Jadi, manajemen pemerintahan desa tak diselenggarakan dengan sistem manajemen yang terstruktur, hierarkis, sistemik, dan terintegrasi di bawah komando dan kontrol presiden, gubernur, dan bupati/wali kota. Pemerintah desa dicabik-cabik, dipotong kompas, dan diintervensi oleh banyak kementerian sektoral. Kementerian induk dan cabang-cabangnya (Kemendargi, pemerintah provinsi, dan pemerintah kabupaten/kota) bukan sebagai komandannya tapi hanya penonton aktif.

Akibatnya pemerintah desa tak punya komandan karena komandannya banyak sekali. Dampaknya, tata kelola pemerintahan desa ruwet dan karut- marut. Demi tertib sistem pemerintahan dan kepatuhan terhadap UUD NRI 1945, sudah waktunya pemerintah desa dimasukkan ke dalam sistem pemerintahan formal, tidak ditaruh di luar sistem seperti sekarang ala stelsel IGO 1906.
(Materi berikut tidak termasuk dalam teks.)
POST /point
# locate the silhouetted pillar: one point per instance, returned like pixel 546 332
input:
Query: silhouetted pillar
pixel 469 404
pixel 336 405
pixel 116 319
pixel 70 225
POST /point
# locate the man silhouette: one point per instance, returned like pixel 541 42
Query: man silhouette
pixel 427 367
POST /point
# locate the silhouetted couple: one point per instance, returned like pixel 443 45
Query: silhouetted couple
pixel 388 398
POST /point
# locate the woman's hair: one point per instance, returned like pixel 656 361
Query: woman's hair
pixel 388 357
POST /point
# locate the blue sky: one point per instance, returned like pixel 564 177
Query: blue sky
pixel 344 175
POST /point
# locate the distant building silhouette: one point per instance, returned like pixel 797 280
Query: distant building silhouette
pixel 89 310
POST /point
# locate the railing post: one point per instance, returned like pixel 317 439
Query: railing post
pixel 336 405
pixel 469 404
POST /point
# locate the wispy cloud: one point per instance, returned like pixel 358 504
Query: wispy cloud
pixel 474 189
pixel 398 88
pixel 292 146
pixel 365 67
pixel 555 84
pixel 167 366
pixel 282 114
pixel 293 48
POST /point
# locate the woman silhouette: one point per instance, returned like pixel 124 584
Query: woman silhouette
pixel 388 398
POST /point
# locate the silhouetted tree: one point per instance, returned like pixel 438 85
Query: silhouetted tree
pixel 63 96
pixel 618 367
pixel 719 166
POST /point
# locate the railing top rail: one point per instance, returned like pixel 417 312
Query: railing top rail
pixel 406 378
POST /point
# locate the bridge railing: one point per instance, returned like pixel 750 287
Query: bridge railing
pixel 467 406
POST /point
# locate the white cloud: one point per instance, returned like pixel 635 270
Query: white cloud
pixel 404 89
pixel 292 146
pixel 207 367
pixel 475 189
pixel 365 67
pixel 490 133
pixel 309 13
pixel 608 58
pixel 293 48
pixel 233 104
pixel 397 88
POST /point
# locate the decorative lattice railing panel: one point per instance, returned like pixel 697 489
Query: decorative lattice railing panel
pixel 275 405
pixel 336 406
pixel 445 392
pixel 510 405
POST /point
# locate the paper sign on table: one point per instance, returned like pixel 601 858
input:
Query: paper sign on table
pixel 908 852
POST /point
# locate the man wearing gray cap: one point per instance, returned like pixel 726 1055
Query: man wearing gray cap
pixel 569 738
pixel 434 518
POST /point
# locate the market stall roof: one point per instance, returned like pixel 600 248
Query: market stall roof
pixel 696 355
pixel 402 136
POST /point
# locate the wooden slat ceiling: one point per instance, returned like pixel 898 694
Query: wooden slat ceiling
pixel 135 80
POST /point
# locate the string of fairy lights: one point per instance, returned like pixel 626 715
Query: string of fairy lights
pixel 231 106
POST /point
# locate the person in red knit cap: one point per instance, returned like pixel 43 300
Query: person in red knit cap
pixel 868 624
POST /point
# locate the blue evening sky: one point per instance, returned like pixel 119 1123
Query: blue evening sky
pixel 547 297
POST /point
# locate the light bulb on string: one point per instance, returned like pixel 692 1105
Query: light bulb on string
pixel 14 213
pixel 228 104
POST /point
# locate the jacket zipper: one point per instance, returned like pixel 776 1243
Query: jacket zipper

Berdasarkan Pasal 18B Ayat (1) UUD 1945 pemerintah desa dijadikan daerah otonom kecil yang bersifat istimewa karena mempunyai susunan asli. Hal ini sesuai rancangan founding fathers: Muhammad Yamin, Soepomo, Muhammad Hatta, dan Soetardjo Kardohadikoesoemo. Dengan demikian pemerintah desa jadi subsistem pemerintahan nasional sebagai bagian dari local self-government formal di dalam naungan NKRI.

Hanif Nurcholis, Guru Besar Universitas Terbuka dan Ketua Dewan Pakar Asosiasi Ilmuwan Administrasi Negara.